Je passai la journée à dormir par intermittence puisque le docteur Olendzki ne cessait de me réveiller pour de nouveaux examens. Elle me fournit aussi un sac de glace en me conseillant de le garder le plus possible contre mon visage. À la fin des cours, elle m’estima assez rétablie pour me laisser partir.
— Tu devrais avoir une carte de fidélité, Rose, déclara-t-elle avec un sourire amusé. En dehors des élèves qui ont de l’asthme ou une allergie chronique, je n’ai jamais vu personne si souvent dans un si court laps de temps.
— Merci, balbutiai-je sans trop savoir si je devais me sentir flattée. Pas de commotion, alors ?
Elle secoua la tête.
— Non. Mais tu vas avoir mal. Je vais te prescrire quelque chose contre la douleur avant que tu t’en ailles. (Son sourire s’effaça pour laisser place à une certaine nervosité.) Pour être honnête, Rose, c’est ton… visage qui a le plus pâti de cette mésaventure.
Je bondis hors du lit.
— Qu’entendez-vous par « pâti de cette mésaventure » ?
Elle m’indiqua un miroir fixé au-dessus d’un lavabo à l’autre bout de la pièce. J’y courus pour observer mon reflet.
— Salope !
Des taches rouges tendant vers le violacé couvraient une large portion de la moitié gauche de ma figure, particulièrement autour de l’œil. Je me retournai vers le docteur Olendzki.
— Ça va partir vite, n’est-ce pas ? lui demandai-je, au désespoir. Si je continue à mettre de la glace ?
Elle secoua encore la tête.
— La glace aidera. Mais j’ai peur que tu n’échappes pas à l’œil au beurre noir… C’est demain qu’il se verra le plus et il devrait s’estomper en une semaine. Ça ne sera bientôt qu’un mauvais souvenir…
Je quittai l’infirmerie dans un état d’hébétude qui ne devait rien au coup que j’avais reçu sur la tête.
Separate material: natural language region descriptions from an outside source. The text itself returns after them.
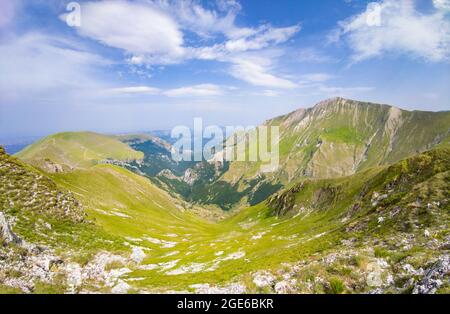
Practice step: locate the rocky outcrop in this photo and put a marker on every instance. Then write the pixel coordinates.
(434, 277)
(24, 188)
(6, 233)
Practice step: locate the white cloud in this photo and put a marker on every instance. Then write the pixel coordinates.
(443, 5)
(201, 90)
(316, 77)
(270, 93)
(137, 28)
(255, 72)
(134, 90)
(312, 55)
(393, 26)
(263, 37)
(8, 9)
(151, 33)
(38, 63)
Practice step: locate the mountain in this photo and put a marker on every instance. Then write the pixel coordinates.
(74, 150)
(378, 224)
(338, 137)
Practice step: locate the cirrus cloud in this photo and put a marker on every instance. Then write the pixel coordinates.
(392, 26)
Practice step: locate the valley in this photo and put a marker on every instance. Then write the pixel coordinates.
(359, 204)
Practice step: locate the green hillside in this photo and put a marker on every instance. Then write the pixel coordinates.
(372, 230)
(69, 151)
(360, 204)
(339, 137)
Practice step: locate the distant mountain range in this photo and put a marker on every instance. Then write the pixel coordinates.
(359, 204)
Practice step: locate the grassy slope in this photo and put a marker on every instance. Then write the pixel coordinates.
(77, 150)
(330, 139)
(264, 240)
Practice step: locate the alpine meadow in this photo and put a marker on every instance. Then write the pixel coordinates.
(224, 147)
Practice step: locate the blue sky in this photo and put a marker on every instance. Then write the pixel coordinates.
(154, 64)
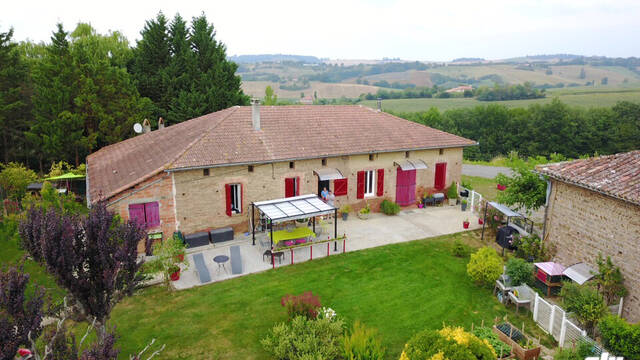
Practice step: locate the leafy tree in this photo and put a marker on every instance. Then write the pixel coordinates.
(585, 302)
(14, 179)
(485, 266)
(13, 97)
(20, 313)
(610, 280)
(270, 98)
(94, 257)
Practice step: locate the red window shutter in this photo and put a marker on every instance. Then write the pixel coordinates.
(227, 188)
(241, 198)
(380, 191)
(288, 187)
(152, 213)
(360, 189)
(136, 213)
(441, 176)
(340, 187)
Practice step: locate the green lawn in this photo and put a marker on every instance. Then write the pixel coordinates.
(484, 186)
(580, 97)
(399, 289)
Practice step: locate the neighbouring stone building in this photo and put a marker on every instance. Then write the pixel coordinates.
(594, 208)
(204, 173)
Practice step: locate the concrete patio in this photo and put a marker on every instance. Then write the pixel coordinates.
(378, 230)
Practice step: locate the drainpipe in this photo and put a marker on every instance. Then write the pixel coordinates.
(546, 209)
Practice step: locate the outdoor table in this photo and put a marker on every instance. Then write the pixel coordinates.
(297, 233)
(220, 260)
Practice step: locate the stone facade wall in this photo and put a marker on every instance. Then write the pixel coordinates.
(582, 223)
(200, 199)
(158, 188)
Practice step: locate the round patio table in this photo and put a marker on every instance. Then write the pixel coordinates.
(221, 260)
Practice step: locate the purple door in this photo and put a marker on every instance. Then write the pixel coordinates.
(405, 187)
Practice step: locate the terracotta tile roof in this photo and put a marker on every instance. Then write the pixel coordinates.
(287, 132)
(615, 175)
(119, 166)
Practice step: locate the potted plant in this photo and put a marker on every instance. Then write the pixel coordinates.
(428, 199)
(168, 256)
(345, 210)
(452, 194)
(174, 270)
(364, 212)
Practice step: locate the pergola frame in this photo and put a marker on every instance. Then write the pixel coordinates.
(292, 208)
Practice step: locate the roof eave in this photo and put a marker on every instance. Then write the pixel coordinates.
(186, 168)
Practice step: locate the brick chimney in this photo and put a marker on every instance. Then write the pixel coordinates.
(255, 113)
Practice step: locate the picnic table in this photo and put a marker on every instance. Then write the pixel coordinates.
(297, 233)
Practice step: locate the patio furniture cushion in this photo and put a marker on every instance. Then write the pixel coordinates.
(197, 239)
(201, 268)
(222, 234)
(236, 260)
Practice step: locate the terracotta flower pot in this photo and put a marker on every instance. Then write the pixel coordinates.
(175, 276)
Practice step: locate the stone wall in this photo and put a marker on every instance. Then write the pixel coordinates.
(200, 199)
(158, 188)
(582, 223)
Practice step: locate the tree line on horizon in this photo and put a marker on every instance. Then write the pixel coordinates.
(539, 130)
(63, 99)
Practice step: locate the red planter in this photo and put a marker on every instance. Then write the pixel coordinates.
(175, 276)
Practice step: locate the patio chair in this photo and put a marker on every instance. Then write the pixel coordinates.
(521, 296)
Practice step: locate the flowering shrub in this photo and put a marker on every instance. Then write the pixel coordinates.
(305, 304)
(485, 266)
(304, 338)
(327, 313)
(448, 343)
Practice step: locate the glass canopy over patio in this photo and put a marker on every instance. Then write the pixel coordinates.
(292, 208)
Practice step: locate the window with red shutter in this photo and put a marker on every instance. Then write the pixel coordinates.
(380, 184)
(227, 190)
(289, 187)
(136, 213)
(152, 214)
(340, 187)
(360, 185)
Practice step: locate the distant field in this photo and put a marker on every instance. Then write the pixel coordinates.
(325, 90)
(578, 98)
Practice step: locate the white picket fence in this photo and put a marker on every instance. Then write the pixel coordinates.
(553, 320)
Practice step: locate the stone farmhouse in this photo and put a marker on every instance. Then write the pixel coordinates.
(594, 207)
(204, 173)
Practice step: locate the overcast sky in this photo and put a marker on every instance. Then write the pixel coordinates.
(409, 29)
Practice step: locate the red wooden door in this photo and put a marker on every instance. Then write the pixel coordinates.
(405, 187)
(441, 176)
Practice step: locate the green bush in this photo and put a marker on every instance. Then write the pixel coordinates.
(448, 343)
(460, 249)
(585, 302)
(389, 207)
(452, 192)
(362, 344)
(486, 333)
(304, 338)
(620, 337)
(485, 266)
(520, 271)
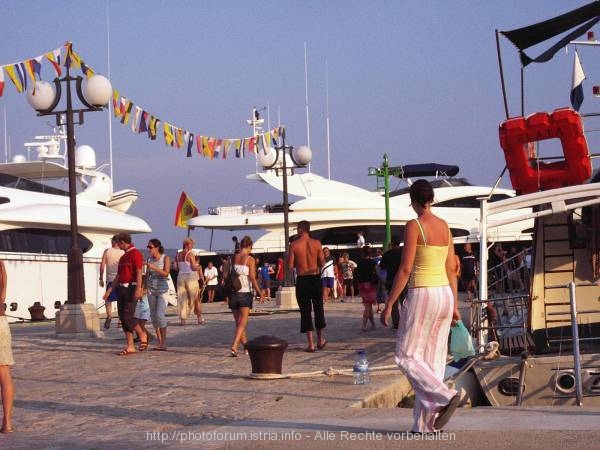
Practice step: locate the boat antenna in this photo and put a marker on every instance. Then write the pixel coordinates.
(327, 120)
(256, 123)
(306, 99)
(501, 67)
(5, 138)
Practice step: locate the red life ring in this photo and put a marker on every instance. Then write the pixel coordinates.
(526, 174)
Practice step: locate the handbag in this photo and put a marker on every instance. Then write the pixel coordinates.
(461, 343)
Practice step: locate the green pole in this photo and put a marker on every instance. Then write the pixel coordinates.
(388, 226)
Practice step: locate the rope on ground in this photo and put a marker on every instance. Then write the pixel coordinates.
(329, 372)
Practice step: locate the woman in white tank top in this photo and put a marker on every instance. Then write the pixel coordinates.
(187, 282)
(240, 302)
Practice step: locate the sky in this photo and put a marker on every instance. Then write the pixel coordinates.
(415, 79)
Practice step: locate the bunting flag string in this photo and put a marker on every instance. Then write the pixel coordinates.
(133, 115)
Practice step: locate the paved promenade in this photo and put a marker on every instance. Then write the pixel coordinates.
(79, 394)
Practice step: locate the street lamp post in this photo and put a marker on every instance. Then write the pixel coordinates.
(276, 159)
(93, 95)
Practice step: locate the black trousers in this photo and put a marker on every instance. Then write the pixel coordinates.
(310, 298)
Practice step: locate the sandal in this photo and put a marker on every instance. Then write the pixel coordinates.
(446, 412)
(126, 352)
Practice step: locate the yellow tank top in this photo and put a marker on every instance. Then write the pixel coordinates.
(429, 269)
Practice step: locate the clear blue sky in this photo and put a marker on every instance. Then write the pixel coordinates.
(416, 79)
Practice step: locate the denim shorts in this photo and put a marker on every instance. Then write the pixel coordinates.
(241, 300)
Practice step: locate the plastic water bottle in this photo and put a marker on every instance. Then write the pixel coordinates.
(361, 368)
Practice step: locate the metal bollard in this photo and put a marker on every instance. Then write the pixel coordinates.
(266, 354)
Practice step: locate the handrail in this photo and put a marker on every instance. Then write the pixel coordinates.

S’estomper en une semaine ? Comment le docteur Olendzki pouvait-il en parler si légèrement ? Ne comprenait-elle pas ? J’allais avoir une tête de mutante pour Noël et pendant l’essentiel du séjour au ski. J’avais un œil au beurre noir. Un énorme œil au beurre noir.
Et c’était à ma mère que je le devais.